The documentary is made of interviews of Imelda and both her friends and critics, and some archival footages when she was still first lady. The film is basically Imelda according to Imelda, occasionally juxtaposed or contrasted to Imelda according to families and friends and Imelda according to enemies and critics. The film also shows the life story of Imelda highlighting key events from WWII to meeting Marcos to building of grand projects. The documentary often blurs its intention, when Imelda talks, at times it could be read as a tribute and sometimes as a critique if not outright utilization of ‘carnivalesque humor’ (especially when she was explaining her ‘philosophy’). But in order to arrive at a conclusion of the film’s intention one must take into consideration some of the technical aspects. First, the documentary format, a format almost alien to Filipino viewing public except probably the members of the intelligentsia. And second, English as the primary medium, when personalities talk in Filipino or any other non-English language/dialect it has English subtitles. The film was made to me shown outside the country, even winning an award at the Sundance Film Festival. Diaz also happens to be based in the US. Her carnivalesque treatment’s effect is not very different from Brocka, Bernal and co.’s aesthetics of poverty approach towards international film circuits, in sense that it capitalizes on rampant exoticism of the ‘Other’. And like many material that enter the US, the film’s stand is overtly conservative and uncritical. The role that US played in Marcos’ (and other US friendly dictators during the Cold War) rise and staying in power was not discussed.

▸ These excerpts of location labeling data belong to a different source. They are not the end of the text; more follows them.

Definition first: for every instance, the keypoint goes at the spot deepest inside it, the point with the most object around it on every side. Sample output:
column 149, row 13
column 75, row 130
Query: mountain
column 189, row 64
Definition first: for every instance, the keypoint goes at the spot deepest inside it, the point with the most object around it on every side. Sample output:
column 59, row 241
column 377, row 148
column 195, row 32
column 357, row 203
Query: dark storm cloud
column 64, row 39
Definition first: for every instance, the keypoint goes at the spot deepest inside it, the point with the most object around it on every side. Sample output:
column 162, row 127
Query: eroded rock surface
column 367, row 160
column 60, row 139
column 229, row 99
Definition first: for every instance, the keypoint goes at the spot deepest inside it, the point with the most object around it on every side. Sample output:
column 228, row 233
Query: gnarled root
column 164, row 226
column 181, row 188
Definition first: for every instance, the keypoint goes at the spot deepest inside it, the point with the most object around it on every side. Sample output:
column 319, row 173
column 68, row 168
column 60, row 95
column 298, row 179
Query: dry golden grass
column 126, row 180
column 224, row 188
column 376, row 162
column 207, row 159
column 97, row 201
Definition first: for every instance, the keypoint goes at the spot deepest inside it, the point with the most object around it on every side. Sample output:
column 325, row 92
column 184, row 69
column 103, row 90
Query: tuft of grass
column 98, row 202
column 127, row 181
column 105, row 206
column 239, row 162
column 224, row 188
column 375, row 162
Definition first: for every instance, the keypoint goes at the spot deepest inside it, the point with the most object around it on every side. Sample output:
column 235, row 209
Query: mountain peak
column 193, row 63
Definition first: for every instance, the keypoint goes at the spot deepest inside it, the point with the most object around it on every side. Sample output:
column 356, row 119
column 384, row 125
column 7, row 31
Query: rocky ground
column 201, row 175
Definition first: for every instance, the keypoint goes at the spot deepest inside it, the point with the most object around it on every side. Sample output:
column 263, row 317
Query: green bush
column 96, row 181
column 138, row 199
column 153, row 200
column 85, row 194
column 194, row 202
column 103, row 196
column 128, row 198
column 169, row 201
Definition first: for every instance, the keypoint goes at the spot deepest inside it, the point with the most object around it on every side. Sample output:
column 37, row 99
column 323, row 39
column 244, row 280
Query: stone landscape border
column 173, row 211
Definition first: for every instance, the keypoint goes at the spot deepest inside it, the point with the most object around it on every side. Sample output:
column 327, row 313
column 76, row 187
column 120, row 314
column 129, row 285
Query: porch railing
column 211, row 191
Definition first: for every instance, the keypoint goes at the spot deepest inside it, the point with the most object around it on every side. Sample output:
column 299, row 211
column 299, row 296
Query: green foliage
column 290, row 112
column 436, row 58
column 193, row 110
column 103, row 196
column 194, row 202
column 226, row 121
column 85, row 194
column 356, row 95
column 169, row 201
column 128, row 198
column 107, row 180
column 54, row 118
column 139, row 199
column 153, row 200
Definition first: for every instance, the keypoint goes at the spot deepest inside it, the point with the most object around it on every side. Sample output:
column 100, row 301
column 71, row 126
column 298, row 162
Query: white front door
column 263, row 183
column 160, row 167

Former Philippines President Ferdinand Marcos & Imelda Marcos
photo credits: http://carmenreyesmakeup.com/2011/06/30/imelda-marcos-hair/

The film is pornographic because it dwells with the personality of the abuser not the structures of abuse giving its viewers, both Filipino and non-Filipino who may or may not had direct experience of Martial Law and its ultimate and ruthless forms, a sense of personal relief and gratification. But the thing is Imelda is real, and Martial Law was real. There were two periods when soft porn or ‘bold’ movies dominated the Filipino movie houses: at the imposition of Martial Law (early 1970s) and during its certain collapse (mid 1980s). These materials aimed to distract the mass population of the realities of the times; Imelda is an extension of this genre but in the post-EDSA period where most of the structures Marcos built are still in place (best example being an agency of censorship, MTRCB). Imelda is just another film that prevents Filipinos the opportunity of political maturity. This movie could have been differently read in a different context. But when one creates a movie like this in a time when various issues (e.g. human rights violations, cronies, hidden wealth, etc) of Martial Law hasn’t been completely resolved this movie is just pathetic, insensitive, and pornographic.